Here is an incremental patch with the update. I'll include this change in
my next version.

@@ -9281,24 +9281,42 @@ static void init_rq_ipcc_stats(struct sg_lb_stats *sgs)
 	sgs->min_score = ULONG_MAX;
 }
 
+static int rq_last_task_ipcc(int dst_cpu, struct rq *rq, unsigned short *ipcc)
+{
+	struct list_head *tasks = &rq->cfs_tasks;
+	struct task_struct *p;
+	struct rq_flags rf;
+	int ret = -EINVAL;
+
+	rq_lock_irqsave(rq, &rf);
+	if (list_empty(tasks))
+		goto out;
+
+	p = list_last_entry(tasks, struct task_struct, se.group_node);
+	if (p->flags & PF_EXITING || is_idle_task(p) ||
+	    !cpumask_test_cpu(dst_cpu, p->cpus_ptr))
+		goto out;
+
+	ret = 0;
+	*ipcc = p->ipcc;
+out:
+	rq_unlock(rq, &rf);
+	return ret;
+}
+
 /* Called only if cpu_of(@rq) is not idle and has tasks running. */
 static void update_sg_lb_ipcc_stats(int dst_cpu, struct sg_lb_stats *sgs,
 				    struct rq *rq)
 {
-	struct task_struct *curr;
 	unsigned short ipcc;
 	unsigned long score;
 
 	if (!sched_ipcc_enabled())
 		return;
 
-	curr = rcu_dereference(rq->curr);
-	if (!curr || (curr->flags & PF_EXITING) || is_idle_task(curr) ||
-	    task_is_realtime(curr) ||
-	    !cpumask_test_cpu(dst_cpu, curr->cpus_ptr))
+	if (rq_last_task_ipcc(dst_cpu, rq, &ipcc))
 		return;
 
-	ipcc = curr->ipcc;
 	score = arch_get_ipcc_score(ipcc, cpu_of(rq));
 
> 
> >
> > My patchset proposes to use IPCC clases to break ties between otherwise
> > identical sched groups in update_sd_pick_busiest().
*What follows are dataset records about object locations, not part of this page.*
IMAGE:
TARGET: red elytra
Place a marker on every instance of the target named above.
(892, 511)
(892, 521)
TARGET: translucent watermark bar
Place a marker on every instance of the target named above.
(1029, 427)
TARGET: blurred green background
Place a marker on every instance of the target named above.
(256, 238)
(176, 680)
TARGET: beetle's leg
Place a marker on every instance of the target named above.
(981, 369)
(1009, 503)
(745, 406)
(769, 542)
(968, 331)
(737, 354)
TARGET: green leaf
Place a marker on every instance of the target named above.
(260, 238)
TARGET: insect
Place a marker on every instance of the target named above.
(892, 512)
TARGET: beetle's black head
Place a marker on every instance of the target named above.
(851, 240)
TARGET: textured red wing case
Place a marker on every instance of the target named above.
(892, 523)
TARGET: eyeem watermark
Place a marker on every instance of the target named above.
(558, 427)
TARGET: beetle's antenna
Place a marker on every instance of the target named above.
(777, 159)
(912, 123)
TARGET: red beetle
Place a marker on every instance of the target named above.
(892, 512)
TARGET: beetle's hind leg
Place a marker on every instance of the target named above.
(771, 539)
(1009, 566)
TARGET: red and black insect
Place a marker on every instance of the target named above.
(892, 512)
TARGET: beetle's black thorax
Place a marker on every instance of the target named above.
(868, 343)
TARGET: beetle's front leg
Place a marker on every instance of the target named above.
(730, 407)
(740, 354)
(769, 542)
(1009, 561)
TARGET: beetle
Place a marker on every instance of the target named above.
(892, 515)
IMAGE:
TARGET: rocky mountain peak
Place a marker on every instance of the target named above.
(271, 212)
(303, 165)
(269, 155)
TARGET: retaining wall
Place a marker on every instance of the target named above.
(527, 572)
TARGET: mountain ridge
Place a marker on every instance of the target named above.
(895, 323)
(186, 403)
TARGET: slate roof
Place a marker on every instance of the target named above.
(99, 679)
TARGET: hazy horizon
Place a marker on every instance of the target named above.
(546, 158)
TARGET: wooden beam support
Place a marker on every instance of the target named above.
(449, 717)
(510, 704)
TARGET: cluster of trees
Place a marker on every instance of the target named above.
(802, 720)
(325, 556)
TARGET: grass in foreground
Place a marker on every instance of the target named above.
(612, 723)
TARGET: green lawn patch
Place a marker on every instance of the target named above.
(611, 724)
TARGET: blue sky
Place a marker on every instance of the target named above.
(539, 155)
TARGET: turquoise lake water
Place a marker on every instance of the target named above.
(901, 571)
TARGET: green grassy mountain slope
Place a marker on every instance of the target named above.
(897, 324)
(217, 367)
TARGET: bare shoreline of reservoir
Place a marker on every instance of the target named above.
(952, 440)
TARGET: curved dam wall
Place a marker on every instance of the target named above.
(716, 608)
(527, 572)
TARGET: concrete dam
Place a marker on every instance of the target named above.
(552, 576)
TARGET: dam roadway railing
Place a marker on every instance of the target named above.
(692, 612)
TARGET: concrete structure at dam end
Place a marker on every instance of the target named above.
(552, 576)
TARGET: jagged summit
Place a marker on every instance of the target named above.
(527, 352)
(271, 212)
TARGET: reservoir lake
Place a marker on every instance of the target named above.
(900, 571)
Its use is limited to
> > asym_packing and fully_busy types. For these types, it is likely that there
> > will not be tasks wanting to run other than current. need_active_balance()
> > will return true and we will migrate the current task.
> 
> I disagree with your assumption above, asym_packing and fully_busy
> types doesn't put any mean on the number of running tasks

Agreed. What I stated was not correct.

o> 
> >
> > You are correct, by only looking at the current tasks we risk overlooking
> > other tasks in the queue and the statistics becoming meaningless. A fully
> > correct solution would need to keep track of the the types of tasks in
> > all runqueues as they come and go. IMO, the increased complexity of such
> > approach does not justify the benefit. We give the load balancer extra
> > information to decide between otherwise identical sched groups using the
> > IPCC statistics of big tasks.
> 
> because IPCC are meaningful only when there is only 1 running task and
> during active migration, you should collect them only for such
> situation

I think that if we compute the IPCC statistics using the tasks at the back
of the runqueue, then IPCC statistics remain meaningful for nr_running >= 1.